If I understand the requirements for dynamic systems correctly, we'd compute some quantities at runtime:

    let (length: Length<f32>, time: Time<f32>) = compute();

For the sake of simplicity, lets say that these are already the base dimensions of the original unit system. Ideally, we'd like to have a quantity type that behaves exactly like the original quantity, except that it's base representation is different. Now, in reality I don't think this will quite work, but I think we could at the very least do something like

struct DynamicQuantity<const D: usize, S>(S);

fn main() {
    let (reference_length, reference_time) = compute_reference_scales();
    let constructor = Constructor { length: reference_length, time: reference_time };
    let length: DynamicQuantity<...> = constructor.new(meter, 100.0);
    let time: DynamicQuantity<...> = constructor.new_from_quantity(10.0 * second);
}

Under the hood, this would be enabled by code which is automatically generated by the unit_system macro that generates the Constructor type as well as the DynamicQuantity type and reads (very, very approximately):

struct Constructor {
    length: Length,
    time: Time,
}

impl Constructor {
    fn new<const D: Dimension, const M: Magnitude, S>(u: Unit<D, M>, val: S) -> DynamicQuantity<S, D>
    where
        S: Mul<Magnitude, Output = S>,
    {
        DynamicQuantity(S * M * self.conversion_factor::<D>())
    }

    fn new_from_quantity<const D: Dimension, S>(q: Quantity<S, D>) -> DynamicQuantity<S, D> {
        DynamicQuantity(q.value_unchecked() * self.conversion_factor(D))
    }

    fn conversion_factor<const D: Dimension>(&self) {
        // or 1 over that, who knows
        self.length.powi(D.length) * self.time.powi(D.time)
    }
}

In this implementation, the DynamicQuantity is basically exactly like a normal Quantity, except that it doesn't have any constructors of its own (or, if we want the API the other way around, all of its constructors require the Constructor/Scale type as argument)

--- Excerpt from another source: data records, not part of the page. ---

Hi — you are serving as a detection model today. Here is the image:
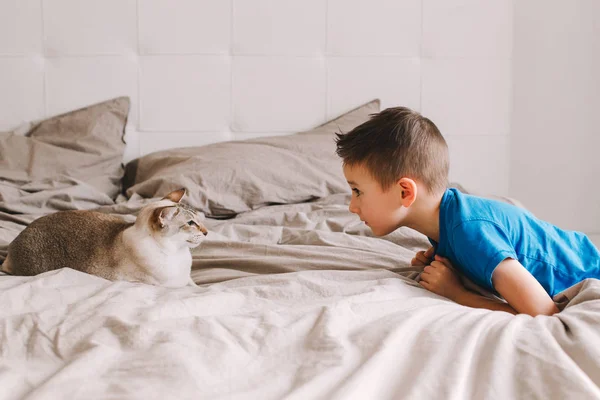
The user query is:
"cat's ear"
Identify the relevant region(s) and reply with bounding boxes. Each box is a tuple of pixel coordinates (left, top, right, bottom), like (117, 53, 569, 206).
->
(157, 206, 179, 228)
(163, 188, 186, 203)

Of course, this does not guarantee any unit safety yet. One can very easily mix two differently generated dynamic quantities with this implementation.

If one needs multiple reference scales at the same time, an alternative could be to extend the Quantity type to contain a third generic argument: struct Quantity<const D: Dimension, S, ZST>(S, core::marker::PhantomData<ZST>); and to implement all traits only on Quantity with matching ZST. (On a side note, I am not entirely sure we want to rely on the the compiler always optimizing PhantomData away for a struct like this that absolutely requires it) This would provide having multiple (that is, n, where n is defined at compile time) reference scales in a unit-safe way, but does not really help with creating thousands of them and preventing mixing those.